As for the applicability of our methodology to other locations, our framework was calibrated for the African continent, but adapting it to other geographic areas is straightforward, since the environmental parameters are easily accessible for most parts of the world at high resolution and for several time windows. In that regard, we stress that environmental drivers are crucial, yet insufficient, for establishing the zoonotic niche and data analysis must be complemented by modeling efforts to adequately pinpoint regions at geographical risk of infection. Also, the lack of knowledge of some parameter values as well as their variability requires probabilistic sampling, to address their uncertainty.

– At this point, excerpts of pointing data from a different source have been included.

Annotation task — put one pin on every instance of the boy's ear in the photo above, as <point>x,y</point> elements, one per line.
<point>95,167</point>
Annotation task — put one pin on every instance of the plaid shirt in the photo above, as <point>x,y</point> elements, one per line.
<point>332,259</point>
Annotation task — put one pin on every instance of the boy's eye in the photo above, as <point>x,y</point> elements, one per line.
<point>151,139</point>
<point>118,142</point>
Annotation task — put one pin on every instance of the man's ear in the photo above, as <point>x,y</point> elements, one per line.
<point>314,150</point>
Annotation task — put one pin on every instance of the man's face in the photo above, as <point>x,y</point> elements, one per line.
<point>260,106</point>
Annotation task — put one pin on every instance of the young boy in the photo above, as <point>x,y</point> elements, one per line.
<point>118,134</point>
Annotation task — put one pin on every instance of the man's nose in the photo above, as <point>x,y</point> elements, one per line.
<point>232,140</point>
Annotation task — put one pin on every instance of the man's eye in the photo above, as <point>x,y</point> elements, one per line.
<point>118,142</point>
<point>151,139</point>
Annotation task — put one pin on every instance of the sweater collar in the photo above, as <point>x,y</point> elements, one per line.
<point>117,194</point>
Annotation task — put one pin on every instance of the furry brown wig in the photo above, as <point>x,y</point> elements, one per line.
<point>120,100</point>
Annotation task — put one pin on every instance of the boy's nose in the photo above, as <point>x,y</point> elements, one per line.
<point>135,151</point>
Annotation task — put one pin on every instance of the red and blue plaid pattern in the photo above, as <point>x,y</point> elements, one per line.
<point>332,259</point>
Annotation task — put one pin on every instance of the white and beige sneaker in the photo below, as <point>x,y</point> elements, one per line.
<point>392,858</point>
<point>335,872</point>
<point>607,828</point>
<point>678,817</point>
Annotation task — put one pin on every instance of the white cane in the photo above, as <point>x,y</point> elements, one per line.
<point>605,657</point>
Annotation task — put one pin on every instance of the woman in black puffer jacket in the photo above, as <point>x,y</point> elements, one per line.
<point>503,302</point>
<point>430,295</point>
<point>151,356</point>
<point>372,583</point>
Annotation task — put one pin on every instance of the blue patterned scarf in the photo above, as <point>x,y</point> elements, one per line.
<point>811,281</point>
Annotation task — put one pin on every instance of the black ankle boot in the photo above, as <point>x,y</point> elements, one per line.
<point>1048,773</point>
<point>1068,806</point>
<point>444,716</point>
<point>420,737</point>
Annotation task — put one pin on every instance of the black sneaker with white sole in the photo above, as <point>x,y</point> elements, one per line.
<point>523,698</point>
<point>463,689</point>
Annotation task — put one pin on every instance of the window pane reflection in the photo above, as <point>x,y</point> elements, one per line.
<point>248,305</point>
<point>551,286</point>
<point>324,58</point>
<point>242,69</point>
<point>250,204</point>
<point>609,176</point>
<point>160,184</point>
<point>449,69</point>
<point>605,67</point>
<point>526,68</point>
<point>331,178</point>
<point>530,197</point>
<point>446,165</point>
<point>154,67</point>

Our study also suggests, and the 2017 outbreak confirms, that the diseases with a filovirus origin are latent in the African continent and further outbreaks are likely to appear in the future, unless a widespread vaccination campaign is implemented, when it is available. Also, according to our study, the appearance of outbreaks is tightly linked to fluctuations in the environmental conditions that determine strongly both the migration patterns of bats and their infection dynamics. Among the environmental drivers, both elevation and land cover index are slow-changing variables compared to the vegetation index, the air temperature or the rainfall. Consequently, the sooner and the more comprehensive the information about these factors is available, the better the predictive character of our framework for identifying the risk of outbreaks will be. Recent data initiatives, as Google Earth Engine, certainly contribute positively towards that end. The predictive character of our approach also relies on the quality and the quantity of information about the presence of bats at specific locations and on the quantification of several parameters related to the bats physiology and their interactions with the environment, including birth and death rates, the rate of transmission/recovery of/from the disease, and the rate of depletion of natural resources. In that regard, the broader use of remote telemetry and the systematic implementation of quantitative approaches in ecology will help to cover data gaps.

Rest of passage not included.